The new estimates will bolster calls from low-income labor activists to increase federal, state and local minimum wages.
“If anybody was ever wondering why the people of this country are feeling so ornery and expressing that in their political choices, you should look no further than this report. There was incredible income stagnation across the entire income spectrum,” said Lawrence Mishel, president of the Economic Policy Institute, a pro-labor think tank.
The Affordable Care Act introduced insurance marketplaces that sell health plans to people who lack job-based coverage and expanded eligibility for Medicaid, the state/national health plan for low-income Americans.
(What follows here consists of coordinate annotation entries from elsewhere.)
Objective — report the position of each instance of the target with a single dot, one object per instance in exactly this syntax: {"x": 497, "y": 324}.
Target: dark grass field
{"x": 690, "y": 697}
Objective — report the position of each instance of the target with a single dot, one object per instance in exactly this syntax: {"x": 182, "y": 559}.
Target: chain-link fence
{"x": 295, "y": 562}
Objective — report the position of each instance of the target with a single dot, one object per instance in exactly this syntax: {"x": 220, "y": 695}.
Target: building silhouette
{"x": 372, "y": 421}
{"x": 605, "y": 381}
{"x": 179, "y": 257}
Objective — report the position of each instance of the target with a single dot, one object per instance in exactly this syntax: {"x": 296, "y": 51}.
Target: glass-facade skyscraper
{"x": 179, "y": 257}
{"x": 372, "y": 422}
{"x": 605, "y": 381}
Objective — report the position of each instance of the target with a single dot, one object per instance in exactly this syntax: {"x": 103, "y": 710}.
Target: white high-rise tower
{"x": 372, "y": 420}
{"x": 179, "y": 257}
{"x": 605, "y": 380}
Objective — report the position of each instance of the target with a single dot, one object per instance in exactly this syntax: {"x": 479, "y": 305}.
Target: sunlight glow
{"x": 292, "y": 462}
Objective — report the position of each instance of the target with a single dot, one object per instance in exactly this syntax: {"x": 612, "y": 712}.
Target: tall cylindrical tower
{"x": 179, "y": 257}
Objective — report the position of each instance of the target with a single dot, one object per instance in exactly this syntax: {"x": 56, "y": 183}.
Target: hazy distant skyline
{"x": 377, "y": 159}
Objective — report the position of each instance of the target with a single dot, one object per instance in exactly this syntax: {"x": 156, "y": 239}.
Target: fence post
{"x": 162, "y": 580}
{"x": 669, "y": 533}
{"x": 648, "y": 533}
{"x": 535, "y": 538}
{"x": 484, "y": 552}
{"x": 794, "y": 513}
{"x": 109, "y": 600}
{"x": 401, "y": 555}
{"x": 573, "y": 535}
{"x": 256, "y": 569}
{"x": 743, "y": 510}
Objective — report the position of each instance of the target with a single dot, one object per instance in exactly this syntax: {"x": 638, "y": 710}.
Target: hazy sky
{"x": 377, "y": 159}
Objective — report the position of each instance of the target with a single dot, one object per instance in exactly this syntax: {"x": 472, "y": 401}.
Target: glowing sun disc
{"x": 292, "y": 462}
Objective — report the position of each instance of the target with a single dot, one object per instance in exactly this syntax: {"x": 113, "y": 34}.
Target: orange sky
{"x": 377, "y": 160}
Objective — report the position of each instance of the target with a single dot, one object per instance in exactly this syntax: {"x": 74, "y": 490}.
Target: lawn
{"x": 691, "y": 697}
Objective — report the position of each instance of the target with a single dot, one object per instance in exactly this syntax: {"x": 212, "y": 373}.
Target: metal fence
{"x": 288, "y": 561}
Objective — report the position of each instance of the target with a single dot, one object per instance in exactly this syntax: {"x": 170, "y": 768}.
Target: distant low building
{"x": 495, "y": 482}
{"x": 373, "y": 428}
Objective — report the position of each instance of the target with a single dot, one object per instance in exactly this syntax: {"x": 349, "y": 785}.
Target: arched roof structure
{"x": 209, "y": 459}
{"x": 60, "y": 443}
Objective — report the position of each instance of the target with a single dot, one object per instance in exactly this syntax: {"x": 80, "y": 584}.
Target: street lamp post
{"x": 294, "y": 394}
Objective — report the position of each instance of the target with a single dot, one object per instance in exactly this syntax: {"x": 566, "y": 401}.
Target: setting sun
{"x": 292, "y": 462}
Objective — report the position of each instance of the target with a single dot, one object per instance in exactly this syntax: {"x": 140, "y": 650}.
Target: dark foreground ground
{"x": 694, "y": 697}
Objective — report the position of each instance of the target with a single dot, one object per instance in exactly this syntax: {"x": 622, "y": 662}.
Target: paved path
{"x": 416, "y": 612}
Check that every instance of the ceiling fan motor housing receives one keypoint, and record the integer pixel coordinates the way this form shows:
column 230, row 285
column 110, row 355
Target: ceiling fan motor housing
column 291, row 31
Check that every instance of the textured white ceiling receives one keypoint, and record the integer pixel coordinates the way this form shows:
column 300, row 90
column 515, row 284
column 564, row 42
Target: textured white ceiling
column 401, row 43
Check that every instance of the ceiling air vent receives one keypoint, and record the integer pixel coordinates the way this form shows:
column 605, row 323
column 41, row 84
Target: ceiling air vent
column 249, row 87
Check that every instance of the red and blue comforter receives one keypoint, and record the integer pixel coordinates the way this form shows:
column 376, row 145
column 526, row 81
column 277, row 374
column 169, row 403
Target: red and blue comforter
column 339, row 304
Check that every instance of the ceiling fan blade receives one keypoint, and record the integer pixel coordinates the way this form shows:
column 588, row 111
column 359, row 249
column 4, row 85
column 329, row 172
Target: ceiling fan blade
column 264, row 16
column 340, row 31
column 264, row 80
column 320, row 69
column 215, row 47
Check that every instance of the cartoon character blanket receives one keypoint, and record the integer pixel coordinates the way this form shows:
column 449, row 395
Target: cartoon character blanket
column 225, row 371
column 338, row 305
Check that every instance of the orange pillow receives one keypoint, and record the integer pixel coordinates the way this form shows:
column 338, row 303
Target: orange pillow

The new Census Bureau report is the first to measure health insurance coverage after these two policy changes were fully implemented.
The largest change in coverage last year was a 3.2 percentage point gain in “direct-purchase” coverage, which includes health plans sold through state and federal marketplaces. Medicaid coverage also grew by 2 percentage points last year and is now covering 19.5 percent of Americans.
The poverty rate for white non-Latinos rose 0.1 percentage points to 10.1 percent in 2014, while the poverty rate for African Americans rose 1 percentage point to 26.2 percent. The Latino poverty rate fell 1.1 percentage points to 23.6 percent.
The poverty rate for children fell slightly in 2014 to 21.1 percent.
A separate supplemental report that measures the impact of government benefits on poverty found that Social Security benefits kept nearly 26 million Americans out of poverty in 2014, while food stamps – the Supplemental Nutrition Assistance Program – pulled 4.7 million Americans out of poverty. Unemployment insurance kept nearly 1 million people out of poverty.
Joan Entmacher, vice president for family economic security at the National Women’s Law Center, said the public programs helped alleviate hardship, “but by any measure, poverty rates are shamefully high for a nation as wealthy as ours. Today’s data should be a wake-up call to lawmakers to protect and strengthen policies and programs that help lift women and their families out of poverty and give them a chance at a better life.”
The wage stagnation and stubborn poverty are confounding holdovers from the recession, which gripped the nation in late 2007 before officially ending in June 2009.
A check of real median household income over the past seven years finds that it was 6.5 percent lower in 2014 than in 2007, before the recession began. Even before the recession, worker earnings suffered in the nation’s weak labor market from 2000 to 2007.
In fact, from 2000 to 2014, the median income for non-elderly households fell by $8,479, or 12.3 percent, the Economic Policy Institute reported.